At last week's RAB meeting, officials in charge of cleanup said the groundwater plumes, while still expansive, have stabilized and are receding. They noted water surface samples in nearby Leon Creek are showing improvement, although more than a dozen locations along the creek still exceed state standards for contaminants like semi-volatile organic compounds, pesticides, heavy metals, and polychlorinated biphenyls. Some of that improvement, they conceded, may have been due to drought conditions in 2011, with less runoff flowing into the creek.

Subra says she still has concerns over how long-term exposure to the chemicals might have harmed local residents. And apart from contamination from solvents, there are other concerns. A redacted 1972 Air Force report outlines how, as with many other military instillations around the country, the military in the 1950s and 1960s dumped radioactive waste on the former Kelly grounds. In a brief section on Kelly, the Air Force wrote that records indicated some 23 concrete pipe disposal wells sit beneath fairways 6 and 7 of the Kelly West Golf Course. While the contents of most were unknown, partial records for one disposal well shows radium and cobalt were buried onsite. In its report on the matter decades later, the federal Agency for Toxic Substances and Disease Registry notes that the Kelly waste is low-level and “does not pose a health hazard to off-base residents now, in the past, or in the future.”

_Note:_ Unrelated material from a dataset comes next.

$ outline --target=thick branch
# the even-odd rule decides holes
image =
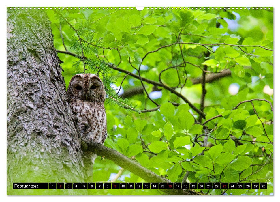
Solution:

While the ATSDR, tasked with conducting some of the area's critical first studies in the 1990s,  acknowledged increased levels of liver and kidney cancer, as well as leukemia, among the area's residents, none of those studies connected the illnesses to the toxic dumping. A report of out Congress would later take the ATSDR to task for shoddy analysis, citing the agency's work at Kelly and the Camp Lejeune marine base in North Carolina as primary examples of how the ATSDR “often obscures or overlooks potential health hazards, uses inadequate analysis, and fails to zero in on toxic culprits.” The report charged that the ATSDR failed to measure critical potential pathways to exposure for the chemicals, and that source exposure studies began only after the Air Force was well into the cleanup.

And many criticize that Kelly was never declared a federal Superfund site, which would have allowed  citizens to pick outside experts to conduct studies through EPA Technical Assistance Grants. Southwest Workers Union in the late 1990s filed a civil-rights complaint, saying the matter amounted to discrimination of Mexican-American communities living in and around the base.

Retired Marine Master Sgt. Jerry Ensminger lost his 9-year-old daughter to leukemia, and now blames her death on contaminated water at North Carolina's Camp Lejeune. Long engaged in the fight for justice at Camp Lejeune, Ensminger this week recalled visiting Kelly's Toxic Triangle while working with documentary filmmaker Rachel Libert on the film Semper Fi: Always Faithful, which, released last year, chronicles Ensminger's fight to prove the military culpable of exposing families near the base to deadly toxins.